Hello,
I am running a Crate 5.2.10 3 node cluster and want to update to latest. The procedure I have followed is:
1.- Disable periodic data processing job to reduce system load to minimum. Still some background data insertion load exists (2 o 3 queries per second).
2.- Update node by node to 5.3.7 and restart after the update to have a 5.3.7 cluster.
3.- Update to 5.4.6 node by node (same as step 2)
4.- Update to 5.5.1 node by node (same as step 2)
After this the result is a 5.5.1 cluster and no insertion data has been lost during the process (remember, 2-3 insertions per second).
The last step is to enable again the processing job (it has a long pending queue) and it starts making queries (inserts and selects). The number of queries is about 10-15 per second.
The problem starts about 20 seconds after enabling this processing job, a random node gets disconnected for a short period of time and the cluster starts re-synchronizing. The cluster status becomes yellow and green again after 20-30 seconds. Then again after around 20 seconds the process starts again, a node gets disconnected, re-synchronizing process and again green health status.
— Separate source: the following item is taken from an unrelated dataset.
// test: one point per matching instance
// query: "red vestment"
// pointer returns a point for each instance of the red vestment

If I stop the processing job the cluster becomes stable again and the background insertions are done correctly. It looks like under some load the cluster becomes unstable.
The fact is that with version 5.2.10 everything works as expected, I don’t see this behavior.
I have done some testing and it happens with 5.3, 5.4 and 5.5 series. With 5.2 works correctly.
This is the log entries I can see in the disconnected node (5.5.1):
[2023-12-04T17:06:27,567][WARN ][i.c.e.d.u.TransportShardUpsertAction] [crate-bemp-2] [[bemp_basa.ts_real][1]] failed to perform internal:crate:sql/data/write on replica [bemp_basa.ts_real][1], node[qul8gyHXSk--8eq3WNc6pQ], [R], s[STARTED], a[id=28qfsK2kTymJ8MUjo2_yuQ]
org.elasticsearch.transport.SendRequestTransportException: [crate-bemp-1][10.0.103.231:4300][internal:crate:sql/data/write[r]]
at org.elasticsearch.transport.TransportService.sendRequestInternal(TransportService.java:633) ~[crate-server-5.5.1.jar:?]
at org.elasticsearch.transport.TransportService.sendRequest(TransportService.java:534) ~[crate-server-5.5.1.jar:?]
at org.elasticsearch.transport.TransportService.sendRequest(TransportService.java:486) ~[crate-server-5.5.1.jar:?]
at org.elasticsearch.action.support.replication.TransportReplicationAction$ReplicasProxy.performOn(TransportReplicationAction.java:1035) ~[crate-server-5.5.1.jar:?]
at org.elasticsearch.action.support.replication.ReplicationOperation$3.tryAction(ReplicationOperation.java:248) ~[crate-server-5.5.1.jar:?]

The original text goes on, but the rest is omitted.